10/18/11

Talk on Nikkei WWII Experience in Orange County



Chizuko Judy Sugita de Queiroz 
Photo credit: J.K. Yamamoto
FULLERTON — Historian Arthur A. Hansen, emeritus professor of history at Cal State Fullerton, and Chizuko Judy Sugita DeQueiroz (Poston 38-7-C) , who lived in an internment camp as a child, will deliver a free, public talk on “The World War II Experience of Orange County Nikkei in History and Memory.”
     The event will take place Wed, Oct. 19, at Fullerton Arboretum, 1900 Associated Rd., with exhibit viewing and entertainment at 4 p.m., recognition of Orange County Agricultural and Nikkei Heritage Museum benefactors and visionaries at 5 p.m., and lecture at 5:30 p.m.
     DeQueiroz has lived in California her entire life except for 3 1/2 years (1942-1945) during World War II when she and her family were forcibly removed from the West Coast and confined by the U.S. government in the Poston, Arizona internment camp.
     On Aug. 6, 1945, most of her father’s family members in his hometown of Hiroshima were killed by the U.S. atomic bombing of that city.
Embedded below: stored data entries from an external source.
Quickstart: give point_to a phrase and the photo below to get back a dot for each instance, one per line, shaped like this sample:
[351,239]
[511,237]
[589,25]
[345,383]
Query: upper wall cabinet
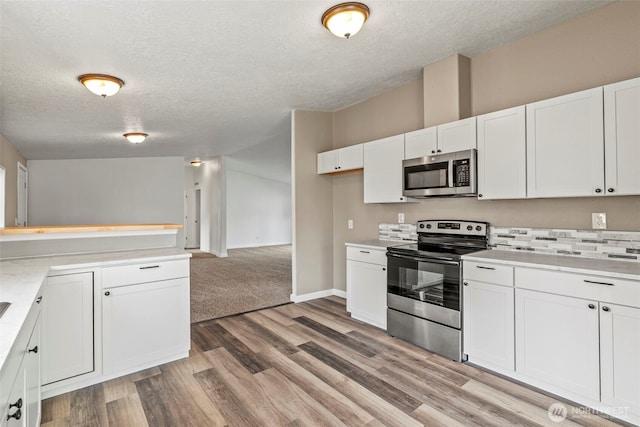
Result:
[565,156]
[622,137]
[342,159]
[457,136]
[421,143]
[502,165]
[383,170]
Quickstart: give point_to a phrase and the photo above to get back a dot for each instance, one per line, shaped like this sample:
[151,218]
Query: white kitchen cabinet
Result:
[557,341]
[342,159]
[620,356]
[457,136]
[622,137]
[421,143]
[67,327]
[145,323]
[565,156]
[383,170]
[488,316]
[367,285]
[502,165]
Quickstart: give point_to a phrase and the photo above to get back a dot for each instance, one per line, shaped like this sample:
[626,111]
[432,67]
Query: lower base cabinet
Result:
[144,324]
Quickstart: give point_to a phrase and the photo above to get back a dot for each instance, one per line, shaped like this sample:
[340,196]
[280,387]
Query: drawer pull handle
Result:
[598,283]
[17,415]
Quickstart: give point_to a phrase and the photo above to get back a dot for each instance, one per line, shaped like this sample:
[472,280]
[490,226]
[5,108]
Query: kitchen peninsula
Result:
[92,302]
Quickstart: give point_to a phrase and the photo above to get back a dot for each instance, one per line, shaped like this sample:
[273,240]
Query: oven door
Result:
[424,287]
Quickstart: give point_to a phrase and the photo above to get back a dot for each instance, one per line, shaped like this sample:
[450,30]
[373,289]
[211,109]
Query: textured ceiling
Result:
[206,78]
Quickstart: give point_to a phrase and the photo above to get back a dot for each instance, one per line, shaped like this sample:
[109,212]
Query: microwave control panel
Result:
[462,174]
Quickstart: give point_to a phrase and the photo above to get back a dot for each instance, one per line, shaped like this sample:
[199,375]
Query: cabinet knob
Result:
[18,404]
[17,415]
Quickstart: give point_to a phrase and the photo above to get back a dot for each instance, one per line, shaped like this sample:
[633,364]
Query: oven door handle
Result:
[434,260]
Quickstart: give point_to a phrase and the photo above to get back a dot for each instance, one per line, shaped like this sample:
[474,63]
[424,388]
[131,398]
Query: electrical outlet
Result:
[599,220]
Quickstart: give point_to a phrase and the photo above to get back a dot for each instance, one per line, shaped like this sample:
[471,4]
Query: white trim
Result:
[318,294]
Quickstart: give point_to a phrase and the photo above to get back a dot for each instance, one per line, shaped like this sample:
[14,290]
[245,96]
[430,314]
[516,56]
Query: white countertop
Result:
[378,244]
[21,279]
[604,267]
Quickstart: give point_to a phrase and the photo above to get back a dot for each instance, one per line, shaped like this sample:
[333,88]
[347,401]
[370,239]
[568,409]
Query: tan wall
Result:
[9,158]
[312,202]
[594,49]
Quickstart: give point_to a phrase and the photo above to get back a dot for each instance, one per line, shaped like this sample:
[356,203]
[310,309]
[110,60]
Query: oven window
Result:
[426,176]
[429,282]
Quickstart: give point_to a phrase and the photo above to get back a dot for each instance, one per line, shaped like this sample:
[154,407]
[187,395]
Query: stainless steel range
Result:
[424,284]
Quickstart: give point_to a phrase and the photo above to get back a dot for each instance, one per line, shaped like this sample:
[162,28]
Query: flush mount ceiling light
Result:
[135,137]
[345,19]
[101,84]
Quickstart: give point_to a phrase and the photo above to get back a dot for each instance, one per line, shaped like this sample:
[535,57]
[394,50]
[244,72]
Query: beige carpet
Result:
[248,279]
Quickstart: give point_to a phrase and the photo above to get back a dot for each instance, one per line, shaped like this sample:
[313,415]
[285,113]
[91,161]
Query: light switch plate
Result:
[599,220]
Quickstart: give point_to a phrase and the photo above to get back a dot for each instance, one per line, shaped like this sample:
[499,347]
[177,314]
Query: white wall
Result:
[258,211]
[211,182]
[107,191]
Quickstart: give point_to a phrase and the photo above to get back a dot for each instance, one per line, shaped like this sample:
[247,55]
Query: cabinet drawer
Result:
[373,256]
[144,272]
[599,288]
[488,273]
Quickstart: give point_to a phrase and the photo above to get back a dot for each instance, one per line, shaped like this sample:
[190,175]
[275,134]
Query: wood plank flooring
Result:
[306,364]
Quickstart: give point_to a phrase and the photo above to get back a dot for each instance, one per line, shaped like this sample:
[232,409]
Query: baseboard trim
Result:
[318,294]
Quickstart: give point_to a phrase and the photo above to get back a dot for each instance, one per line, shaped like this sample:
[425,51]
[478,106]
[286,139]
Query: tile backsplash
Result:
[622,245]
[397,232]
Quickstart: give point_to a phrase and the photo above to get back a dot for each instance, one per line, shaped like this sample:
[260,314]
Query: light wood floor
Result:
[306,364]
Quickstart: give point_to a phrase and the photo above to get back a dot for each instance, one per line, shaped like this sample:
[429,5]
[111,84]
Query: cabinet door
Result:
[620,360]
[33,378]
[67,323]
[558,341]
[457,136]
[350,157]
[327,162]
[622,137]
[367,292]
[421,143]
[488,321]
[144,324]
[565,155]
[502,161]
[383,170]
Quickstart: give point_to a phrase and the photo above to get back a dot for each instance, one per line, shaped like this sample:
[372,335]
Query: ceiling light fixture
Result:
[135,137]
[101,84]
[345,19]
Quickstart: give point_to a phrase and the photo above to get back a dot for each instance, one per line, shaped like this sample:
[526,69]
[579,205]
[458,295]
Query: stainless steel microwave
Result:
[449,174]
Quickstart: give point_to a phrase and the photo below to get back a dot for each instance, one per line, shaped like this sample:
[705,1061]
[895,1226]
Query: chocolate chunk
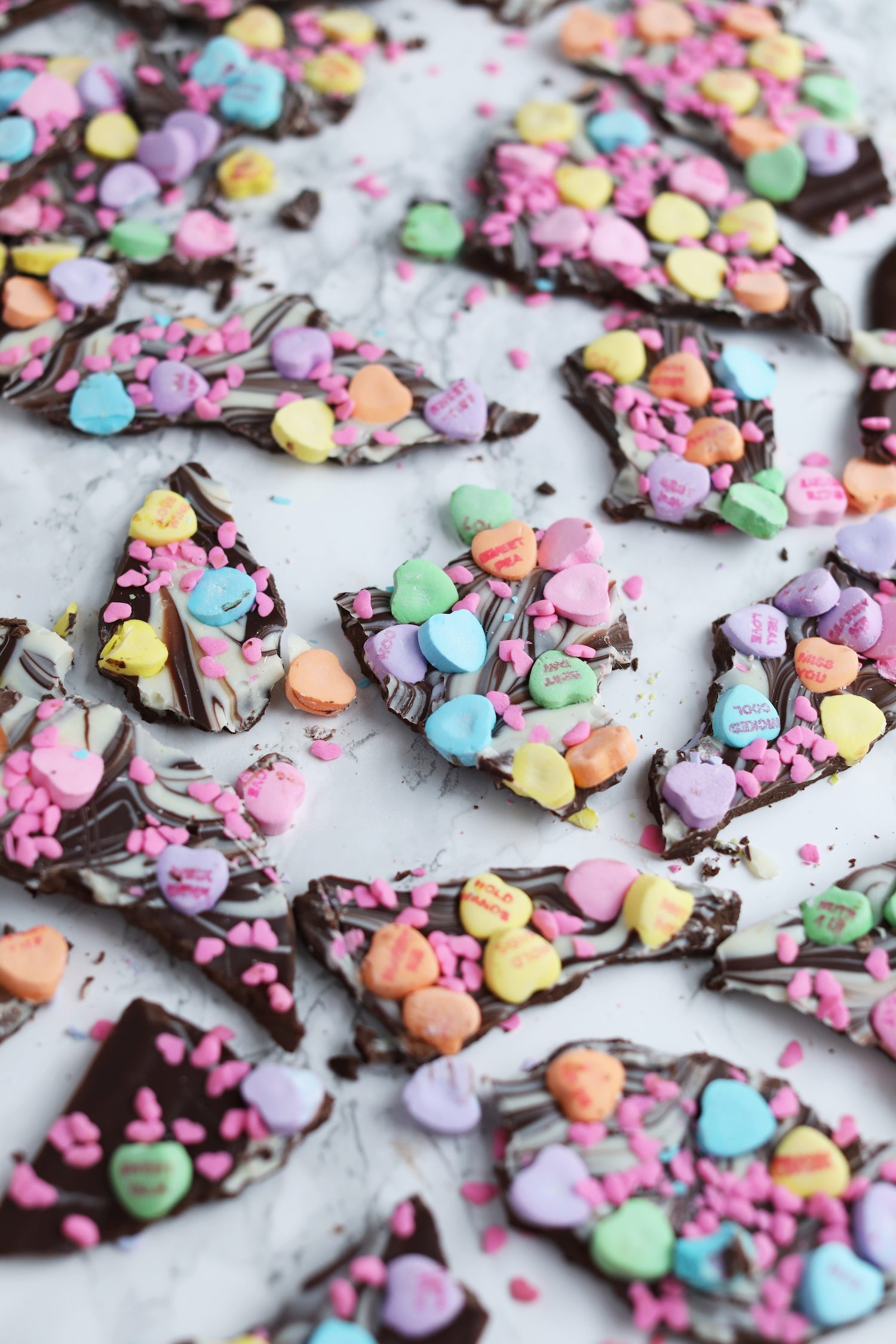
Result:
[155,1103]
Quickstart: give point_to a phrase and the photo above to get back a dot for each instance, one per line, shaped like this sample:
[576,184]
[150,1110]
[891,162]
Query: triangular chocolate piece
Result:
[167,1117]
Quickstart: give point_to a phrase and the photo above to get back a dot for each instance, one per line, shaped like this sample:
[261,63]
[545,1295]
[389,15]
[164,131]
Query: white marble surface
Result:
[390,803]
In 2004, DeQueiroz published a book, “Camp Days, 1942-1945,” her memoir, in paintings and words, about her years of incarceration.
     Hansen, a former senior historian at the Japanese American National Museum, will focus his talk on the life and death of Orange County’s most famous hero in World War II, Kazuo Masuda. His presentation will highlight the racist reception accorded his sister Mary when, after Kazuo’s battlefield death in Italy, she attempted to investigate Orange County conditions prior to her family’s return there from the Gila River Relocation Center in Arizona.
     Hansen also will cover the personal visit of Lt. Gen. Joseph W. Stilwell to the Fountain Valley farmhouse of the Masuda family on Dec. 8, 1944, to present Kazuo’s Distinguished Service Cross to Mary Masuda, an event followed by a rally at the Santa Ana Bowl in which one speaker was Capt. Ronald Reagan.
     When Masuda’s body was transported in 1948 from Italy to Orange County for interment, the Westminster Memorial Cemetery manager declared that because it was a racially restricted cemetery, Sgt. Masuda could not be buried in a “desirable” cemetery section, a decision reversed after intense and supportive public reaction.
     Hansen will discuss the successful culmination of the Japanese American redress movement on Aug. 10, 1988, when President Reagan, reminded of his words at the Santa Ana Bowl in 1944, signed the Civil Liberties Act of 1988. Reagan’s words at that 1944 rally: “Blood that has soaked into the sands of a beach is all of one color. America stands unique in the world, the only country not founded on race, but on a way — an ideal. Not in spite of, but because of our polyglot background, we have had all the strength in the world. This is the American way.”
     The lecture is one of several sponsored by the university’s Center for Oral and Public History, as part of the exhibit “New Birth of Freedom: Civil War to Civil Rights in California” at the Fullerton Arboretum’s Orange County Agricultural and Nikkei Heritage Museum. The exhibit features oral histories and artifacts dating back to the Civil War.